You are joining us in our final days in Barrow, AK. “Stuff hits the fan week” has commenced and all three final coring days are finished. I don’t think that you, dear reader, quite understand the implications of this statement: ALL OF THE ICE-MITT BOXES ARE FULL. We are completely done with the coring portion of our fieldwork. If you need a recap we have cored 33 “successful” cores – 20 of which are in ICE-MITT boxes, 7 of which are isothermal cores, and the remaining 6 have been test cores. This number does not include the many unsuccessful or broken cores that we had to take, often leaving up to six or seven holes in the ground on a particularly inefficient day (so you can just about quadruple that first number).

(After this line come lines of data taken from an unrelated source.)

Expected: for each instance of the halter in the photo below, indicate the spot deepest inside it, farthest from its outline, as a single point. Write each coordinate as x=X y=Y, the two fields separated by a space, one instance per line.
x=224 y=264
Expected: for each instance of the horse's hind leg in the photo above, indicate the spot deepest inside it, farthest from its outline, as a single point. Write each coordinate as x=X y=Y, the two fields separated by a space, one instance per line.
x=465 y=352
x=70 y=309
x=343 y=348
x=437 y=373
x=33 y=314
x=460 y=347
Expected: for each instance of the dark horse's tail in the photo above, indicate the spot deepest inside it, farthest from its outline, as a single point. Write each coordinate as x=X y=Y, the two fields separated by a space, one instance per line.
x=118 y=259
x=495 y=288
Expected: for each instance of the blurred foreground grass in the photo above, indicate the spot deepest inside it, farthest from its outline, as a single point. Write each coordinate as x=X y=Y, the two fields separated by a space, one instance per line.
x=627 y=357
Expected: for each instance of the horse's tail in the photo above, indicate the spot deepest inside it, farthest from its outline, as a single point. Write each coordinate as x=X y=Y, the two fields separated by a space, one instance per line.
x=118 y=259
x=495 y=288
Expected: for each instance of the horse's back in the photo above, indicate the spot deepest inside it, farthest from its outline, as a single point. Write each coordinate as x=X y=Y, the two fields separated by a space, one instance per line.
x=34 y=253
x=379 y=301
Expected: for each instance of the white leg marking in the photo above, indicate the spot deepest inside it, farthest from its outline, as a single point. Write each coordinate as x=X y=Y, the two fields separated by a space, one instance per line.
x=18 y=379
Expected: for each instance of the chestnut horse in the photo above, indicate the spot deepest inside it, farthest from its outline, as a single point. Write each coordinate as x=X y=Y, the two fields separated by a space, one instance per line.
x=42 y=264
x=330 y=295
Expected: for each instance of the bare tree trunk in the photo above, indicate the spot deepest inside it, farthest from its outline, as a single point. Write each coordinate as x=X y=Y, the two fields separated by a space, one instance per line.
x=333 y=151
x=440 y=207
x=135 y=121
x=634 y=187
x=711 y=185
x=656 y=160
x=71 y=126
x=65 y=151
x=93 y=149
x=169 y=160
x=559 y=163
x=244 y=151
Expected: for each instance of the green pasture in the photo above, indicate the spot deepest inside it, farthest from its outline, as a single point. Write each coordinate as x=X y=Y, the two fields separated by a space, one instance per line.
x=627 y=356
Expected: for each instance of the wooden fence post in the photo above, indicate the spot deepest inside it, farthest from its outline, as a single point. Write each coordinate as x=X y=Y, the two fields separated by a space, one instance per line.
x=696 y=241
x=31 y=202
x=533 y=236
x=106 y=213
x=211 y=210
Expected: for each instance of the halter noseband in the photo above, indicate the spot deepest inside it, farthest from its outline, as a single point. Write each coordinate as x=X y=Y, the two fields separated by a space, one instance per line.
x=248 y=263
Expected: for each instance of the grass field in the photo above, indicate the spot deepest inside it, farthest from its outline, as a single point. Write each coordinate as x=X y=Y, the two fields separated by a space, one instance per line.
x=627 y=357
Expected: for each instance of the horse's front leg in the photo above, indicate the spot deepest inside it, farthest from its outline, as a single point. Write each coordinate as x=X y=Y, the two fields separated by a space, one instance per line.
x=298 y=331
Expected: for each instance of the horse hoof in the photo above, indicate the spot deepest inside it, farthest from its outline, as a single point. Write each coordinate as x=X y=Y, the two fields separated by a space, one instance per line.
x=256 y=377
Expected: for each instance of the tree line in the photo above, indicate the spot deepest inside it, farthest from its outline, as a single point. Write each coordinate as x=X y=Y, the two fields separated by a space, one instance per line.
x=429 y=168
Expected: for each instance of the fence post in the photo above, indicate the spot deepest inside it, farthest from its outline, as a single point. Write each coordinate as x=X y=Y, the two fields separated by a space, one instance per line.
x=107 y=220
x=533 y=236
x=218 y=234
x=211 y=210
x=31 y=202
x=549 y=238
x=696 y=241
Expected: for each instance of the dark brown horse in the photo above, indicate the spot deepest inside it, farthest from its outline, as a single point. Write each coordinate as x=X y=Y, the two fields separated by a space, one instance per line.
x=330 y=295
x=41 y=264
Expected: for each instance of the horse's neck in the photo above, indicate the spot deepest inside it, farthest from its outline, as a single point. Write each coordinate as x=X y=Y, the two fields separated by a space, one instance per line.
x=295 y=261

What I’m trying to say is that this last core is the end of an era! It is the end of six weeks of work (really, I’m getting way too ahead of myself; we still have two more days, reign it in, Ellyn). Though taking our last core on a bluebird day in the Arctic was spectacular and prideful, oh my gosh was it also a little sad. This was the last time I would venture out into the cold openness of the Alaska coastline with the intent of stealing its ice for scientific purposes; the last time that I would flirt with frostbite during a 40 minute snowmobile ride to our south site and go home with frost-nip instead. As it was one of our more efficient coring days (because Natalie Afonina finally arrived!), it all ended too quickly.
What else could we do to lament in our achievements but play on the pack ice blocks? Though, on a higher rung of our achievements recently is the fact that Nelson, our beloved bear-guard, has admitted that of all of the scientists, the ICE-MITT Team is just the most fun. And yes, he did join us in our pack ice gallivanting.